Download or read book United States Reports written by United States. Supreme Court and published by . This book was released on 1904 with total page 2322 pages. Available in PDF, EPUB and Kindle. Book excerpt:

Book Reports of Cases Argued and Decided in the Supreme Court of the United States

Download or read book Reports of Cases Argued and Decided in the Supreme Court of the United States written by United States. Supreme Court and published by . This book was released on 1906 with total page 1272 pages. Available in PDF, EPUB and Kindle.
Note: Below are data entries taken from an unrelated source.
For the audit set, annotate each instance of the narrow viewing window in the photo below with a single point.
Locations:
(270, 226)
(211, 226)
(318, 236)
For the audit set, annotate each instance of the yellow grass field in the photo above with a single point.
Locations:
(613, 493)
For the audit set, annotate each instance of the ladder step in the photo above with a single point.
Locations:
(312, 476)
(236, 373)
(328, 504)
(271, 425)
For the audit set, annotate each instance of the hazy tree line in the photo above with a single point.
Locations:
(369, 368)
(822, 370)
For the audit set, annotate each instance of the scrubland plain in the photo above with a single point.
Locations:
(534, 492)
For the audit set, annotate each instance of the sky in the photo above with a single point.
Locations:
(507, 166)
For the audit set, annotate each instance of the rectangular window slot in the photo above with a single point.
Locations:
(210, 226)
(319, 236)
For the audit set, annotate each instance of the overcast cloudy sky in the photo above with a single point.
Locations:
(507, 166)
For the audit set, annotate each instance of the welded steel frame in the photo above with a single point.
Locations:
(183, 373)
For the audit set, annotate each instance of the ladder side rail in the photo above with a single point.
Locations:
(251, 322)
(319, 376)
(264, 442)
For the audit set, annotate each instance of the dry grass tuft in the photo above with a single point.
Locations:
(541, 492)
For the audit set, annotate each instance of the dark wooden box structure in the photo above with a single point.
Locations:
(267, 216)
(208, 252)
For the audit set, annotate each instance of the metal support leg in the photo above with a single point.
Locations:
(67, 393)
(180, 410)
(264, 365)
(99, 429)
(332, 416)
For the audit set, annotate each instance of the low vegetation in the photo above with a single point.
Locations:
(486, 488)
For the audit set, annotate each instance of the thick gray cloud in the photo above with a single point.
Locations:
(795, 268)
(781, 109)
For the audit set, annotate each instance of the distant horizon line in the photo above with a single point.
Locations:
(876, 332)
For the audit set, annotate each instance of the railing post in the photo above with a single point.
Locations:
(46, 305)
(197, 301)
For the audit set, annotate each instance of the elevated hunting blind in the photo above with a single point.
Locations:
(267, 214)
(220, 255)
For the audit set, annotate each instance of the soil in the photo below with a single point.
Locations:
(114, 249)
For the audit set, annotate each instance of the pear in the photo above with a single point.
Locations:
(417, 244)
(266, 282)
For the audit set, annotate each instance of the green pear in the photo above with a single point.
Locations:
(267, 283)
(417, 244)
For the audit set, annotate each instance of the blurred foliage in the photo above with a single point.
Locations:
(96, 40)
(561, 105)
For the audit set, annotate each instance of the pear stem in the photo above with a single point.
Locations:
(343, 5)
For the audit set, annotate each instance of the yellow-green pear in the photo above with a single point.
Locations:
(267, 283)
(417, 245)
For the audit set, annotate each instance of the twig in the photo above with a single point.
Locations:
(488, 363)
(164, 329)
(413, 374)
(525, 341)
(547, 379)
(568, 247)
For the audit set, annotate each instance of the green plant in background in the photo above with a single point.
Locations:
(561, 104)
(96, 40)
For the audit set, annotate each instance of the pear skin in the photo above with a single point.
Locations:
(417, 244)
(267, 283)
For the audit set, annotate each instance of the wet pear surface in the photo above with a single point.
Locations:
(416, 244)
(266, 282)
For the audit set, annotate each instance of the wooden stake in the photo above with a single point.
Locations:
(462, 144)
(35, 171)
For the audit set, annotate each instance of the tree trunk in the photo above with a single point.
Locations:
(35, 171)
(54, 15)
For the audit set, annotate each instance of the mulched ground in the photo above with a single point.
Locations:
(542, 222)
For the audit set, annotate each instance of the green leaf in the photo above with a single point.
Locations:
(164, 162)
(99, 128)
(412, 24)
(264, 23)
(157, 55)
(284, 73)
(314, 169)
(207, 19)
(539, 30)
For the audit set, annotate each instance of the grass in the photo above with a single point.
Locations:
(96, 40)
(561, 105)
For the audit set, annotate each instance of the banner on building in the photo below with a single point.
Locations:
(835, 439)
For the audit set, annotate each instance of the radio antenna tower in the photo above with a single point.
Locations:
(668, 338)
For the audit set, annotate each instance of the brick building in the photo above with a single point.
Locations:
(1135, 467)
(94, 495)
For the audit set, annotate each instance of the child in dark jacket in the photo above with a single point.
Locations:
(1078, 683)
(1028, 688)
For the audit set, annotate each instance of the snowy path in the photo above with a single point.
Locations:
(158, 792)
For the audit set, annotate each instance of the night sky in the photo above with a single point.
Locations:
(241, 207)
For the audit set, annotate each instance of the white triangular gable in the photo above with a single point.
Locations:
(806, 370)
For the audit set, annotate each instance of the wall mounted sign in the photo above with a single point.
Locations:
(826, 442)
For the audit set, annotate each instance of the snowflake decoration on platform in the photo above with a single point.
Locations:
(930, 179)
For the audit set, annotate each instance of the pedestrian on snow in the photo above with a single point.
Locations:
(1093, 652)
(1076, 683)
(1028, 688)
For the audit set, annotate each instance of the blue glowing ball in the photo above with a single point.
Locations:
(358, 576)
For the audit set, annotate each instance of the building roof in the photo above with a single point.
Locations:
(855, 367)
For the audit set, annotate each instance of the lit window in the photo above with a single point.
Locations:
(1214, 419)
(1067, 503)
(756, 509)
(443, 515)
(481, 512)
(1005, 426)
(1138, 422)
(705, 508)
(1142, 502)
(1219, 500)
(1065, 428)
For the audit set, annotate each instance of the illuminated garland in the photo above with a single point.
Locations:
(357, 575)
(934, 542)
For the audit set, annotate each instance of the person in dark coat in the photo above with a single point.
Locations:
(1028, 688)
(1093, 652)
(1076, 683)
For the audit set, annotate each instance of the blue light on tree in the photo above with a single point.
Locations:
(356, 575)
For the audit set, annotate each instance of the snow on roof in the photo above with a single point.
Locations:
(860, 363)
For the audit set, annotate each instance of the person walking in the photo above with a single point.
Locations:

Book excerpt: Complete with headnotes, summaries of decisions, statements of cases, points and authorities of counsel, annotations, tables, and parallel references.

Book Cases Argued and Decided in the Supreme Court of the United States

Download or read book Cases Argued and Decided in the Supreme Court of the United States written by United States. Supreme Court and published by . This book was released on 1926 with total page 1186 pages. Available in PDF, EPUB and Kindle. Book excerpt:

Book The Development of Traffic Liability

Download or read book The Development of Traffic Liability written by Wolfgang Ernst and published by Cambridge University Press. This book was released on 2014-07-31 with total page 275 pages. Available in PDF, EPUB and Kindle. Book excerpt: An examination of the legal responses across Western Europe to the problems of rail and road accidents from 1850-2000.

Book United States Supreme Court Reports

Download or read book United States Supreme Court Reports written by United States. Supreme Court and published by . This book was released on 1909 with total page 1314 pages. Available in PDF, EPUB and Kindle. Book excerpt: First series, books 1-43, includes "Notes on U.S. reports" by Walter Malins Rose.